- The Cook PVI measures how a district votes relative to the national average using the two most recent presidential elections — averaging 2020 and 2024 results to smooth out single-election swings.
- The 2024 results caused a national R+2 shift in the CPVI baseline compared to 2020 — meaning districts that were EVEN are now R+1 or R+2, and D+2 districts are now mathematically EVEN, technically expanding the competitive universe.
- The 2024 PVI update revealed two counter-movements: suburban districts improved for Democrats by 3-6 points (college voter realignment), while Hispanic-majority Texas border and NYC outer borough districts moved R by 5-15 points (Hispanic voter shift).
- True competitiveness in House races lives in the EVEN to R+3 PVI range — outside that band, national environment shifts of 5-10 points are usually insufficient to flip seats, making district-level candidate quality and campaign funding decisive.

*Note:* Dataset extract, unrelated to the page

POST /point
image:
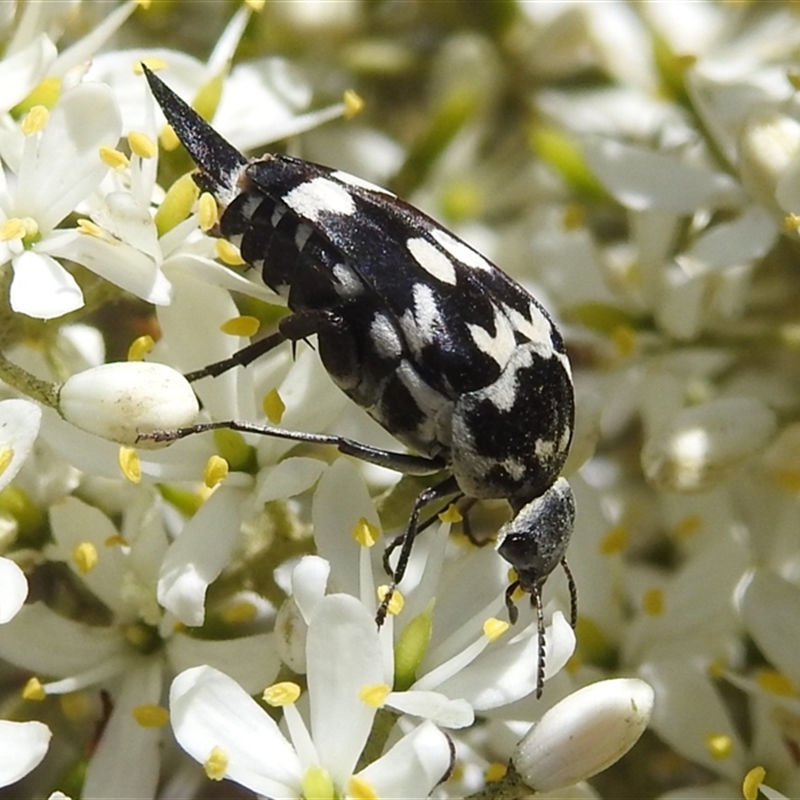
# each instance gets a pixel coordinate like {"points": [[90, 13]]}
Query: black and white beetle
{"points": [[438, 345]]}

The Formula: Two Elections, Two-Party Vote
The Cook PVI formula is straightforward: take the Democratic candidate's share of the two-party presidential vote (Democrat + Republican only, excluding third parties) in the two most recent presidential elections within a congressional district. Average those two percentages. Compare that average to the national Democratic two-party presidential share averaged across the same two elections. The difference is the PVI.

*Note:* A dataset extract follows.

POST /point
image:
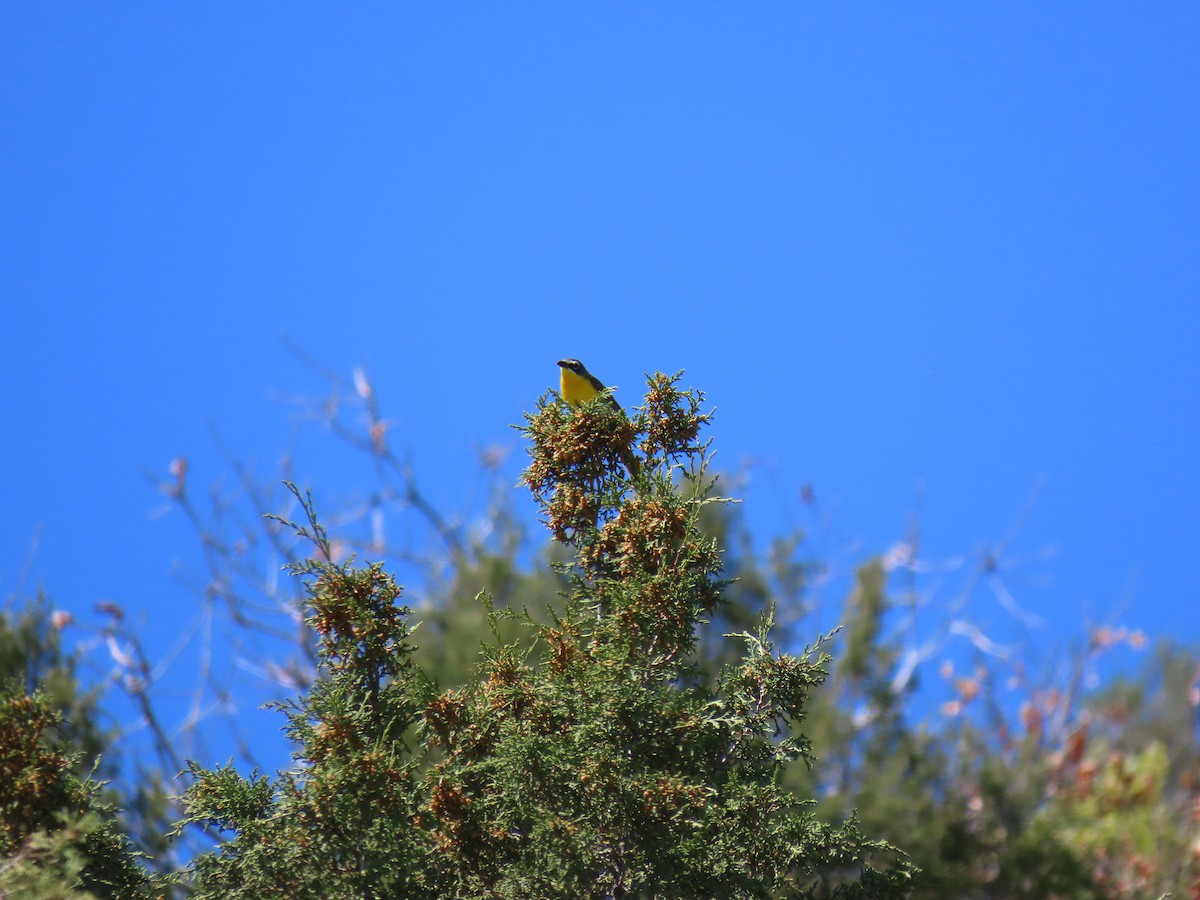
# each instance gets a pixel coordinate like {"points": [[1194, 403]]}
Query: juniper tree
{"points": [[599, 760]]}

Example: In the 2020 and 2024 elections nationally, Democrats won approximately 50.1% and 48.3% of the two-party vote, averaging 49.2%. A district where Democrats averaged 53.2% of the two-party vote in those same elections would be rated D+4 (53.2% - 49.2% = +4.0 points above national average).

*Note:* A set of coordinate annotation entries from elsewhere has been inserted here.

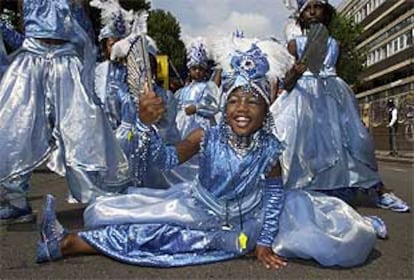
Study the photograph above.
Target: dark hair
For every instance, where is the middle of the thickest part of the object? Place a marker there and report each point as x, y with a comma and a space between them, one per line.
329, 14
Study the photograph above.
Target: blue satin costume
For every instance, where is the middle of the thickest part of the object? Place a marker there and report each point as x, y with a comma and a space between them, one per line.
204, 95
49, 110
200, 221
328, 147
111, 88
4, 58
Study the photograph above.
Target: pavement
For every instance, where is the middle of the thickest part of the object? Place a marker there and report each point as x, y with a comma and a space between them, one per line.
401, 157
390, 259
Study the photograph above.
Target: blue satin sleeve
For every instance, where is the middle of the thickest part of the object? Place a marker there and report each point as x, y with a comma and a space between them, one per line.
273, 205
163, 156
11, 37
208, 105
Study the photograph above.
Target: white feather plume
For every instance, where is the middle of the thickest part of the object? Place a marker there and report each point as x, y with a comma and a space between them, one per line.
292, 29
109, 8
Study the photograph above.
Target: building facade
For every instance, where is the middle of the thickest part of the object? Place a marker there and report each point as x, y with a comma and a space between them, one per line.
387, 38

The 2024 National Shift: Why Districts Got More Republican
When Cook Political updated the CPVI after 2024, the national baseline shifted. In 2020, Biden won 52.3% of the two-party popular vote. In 2024, Harris won 48.3% (using the same two-party calculation). When you average these two elections, the national Democratic two-party share is approximately 50.3% — slightly below the two-party midpoint. This means the national average itself has shifted slightly Republican.
As a result, districts that voted identically to the national average in both elections now show as EVEN rather than EVEN, and districts with slight Democratic tilt now show D+1 or D+2 rather than D+3. The national shift of approximately R+2 means that every competitive House district in the country is treated as about 2 points more Republican-leaning than it would have been under the prior CPVI cycle. This affects forecaster race ratings.
PVI's Limits: What It Doesn't Capture
Cook PVI is a structural baseline, not a prediction. It does not account for incumbent advantage, candidate quality, fundraising, local issues, or short-term national trends. A candidate in an R+8 district (like Mary Peltola in Alaska-AL) can win in that district through personal brand, ranked-choice voting mechanics, and coalition building that the structural PVI cannot capture. Conversely, a D+3 district can flip if a weak candidate faces a strong opponent in an unfavorable environment.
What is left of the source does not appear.